Он открутил крышку и поднёс баночку к носу. Аромат был тонким, но безошибочным, его состав был тайной даже для меня. Я уловил лёгкий аромат.
У меня на глаза навернулись слезы.
Мето захлопнул крышку. Его голос был сдавлен от волнения. «Если ты уверен, что хочешь отдать его мне…»
«Возьми это».
«Спасибо, папа».
Он повернулся, чтобы уйти, но потом вернулся. «Папа, этот флакон с ядом — тебе следует от него избавиться».
«А тебе не в своё дело», — хотел я сказать, но ком в горле стоял слишком туго. Всё, что я смог сделать, — это коротко отмахнуться.
Мето шагнул в дверной проем и исчез.
Почему я не послушался Мето? Из окна я мог бы бросить алебастровый сосуд в гавань, где он бы утонул, словно камень. Вместо этого я собрал его вместе с другими вещами на кровати и запихнул обратно в сундук, затем закрыл крышку и бросился на кровать.
Рупа навис надо мной. Я велел ему идти в свою комнату. Мопс подошёл, прочищая горло, чтобы что-то сказать. Я велел ему взять Андрокла и следовать за Рупой.

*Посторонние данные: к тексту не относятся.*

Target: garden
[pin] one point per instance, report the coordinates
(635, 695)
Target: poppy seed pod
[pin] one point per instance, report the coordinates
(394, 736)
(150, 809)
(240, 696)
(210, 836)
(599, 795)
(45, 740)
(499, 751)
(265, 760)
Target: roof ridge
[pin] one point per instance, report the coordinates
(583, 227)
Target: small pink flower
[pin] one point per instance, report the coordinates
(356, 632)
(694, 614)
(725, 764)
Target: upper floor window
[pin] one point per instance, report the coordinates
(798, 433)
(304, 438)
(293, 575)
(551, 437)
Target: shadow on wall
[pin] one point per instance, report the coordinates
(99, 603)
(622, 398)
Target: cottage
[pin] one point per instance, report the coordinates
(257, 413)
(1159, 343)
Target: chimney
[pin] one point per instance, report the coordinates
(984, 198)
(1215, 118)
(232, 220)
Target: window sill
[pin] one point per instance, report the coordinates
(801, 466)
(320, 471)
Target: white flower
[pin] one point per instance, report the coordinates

Они оставили меня в покое.
Я закрыла лицо рукой и заплакала. В воздухе витал едва уловимый, словно шёпот, аромат духов Бетесды.
ГЛАВА XVII
На следующее утро мальчики вели себя очень тихо, позволив мне поспать подольше. Я всё ещё чувствовал себя сонным, голова была полна тревожных снов, когда Мерианис принесла обрывок папируса, сложенный в несколько раз и запечатанный воском. Отпечаток на воске был похож на оттиск перстня Цезаря с изображением Венеры, обведённой буквами его имени.
«Что это?» — спросил я.
«Понятия не имею», — ответил Мерианис. «Послание из Маленького Рима. Я всего лишь податель. Мне остаться, на случай, если вы захотите отправить ответ?»
«Останьтесь, чтобы я мог полюбоваться вашим сияющим лицом. По крайней мере, хоть кто-то в этом дворце счастлив. Не думаю, что возвращение вашей госпожи как-то связано с вашим настроением этим утром?»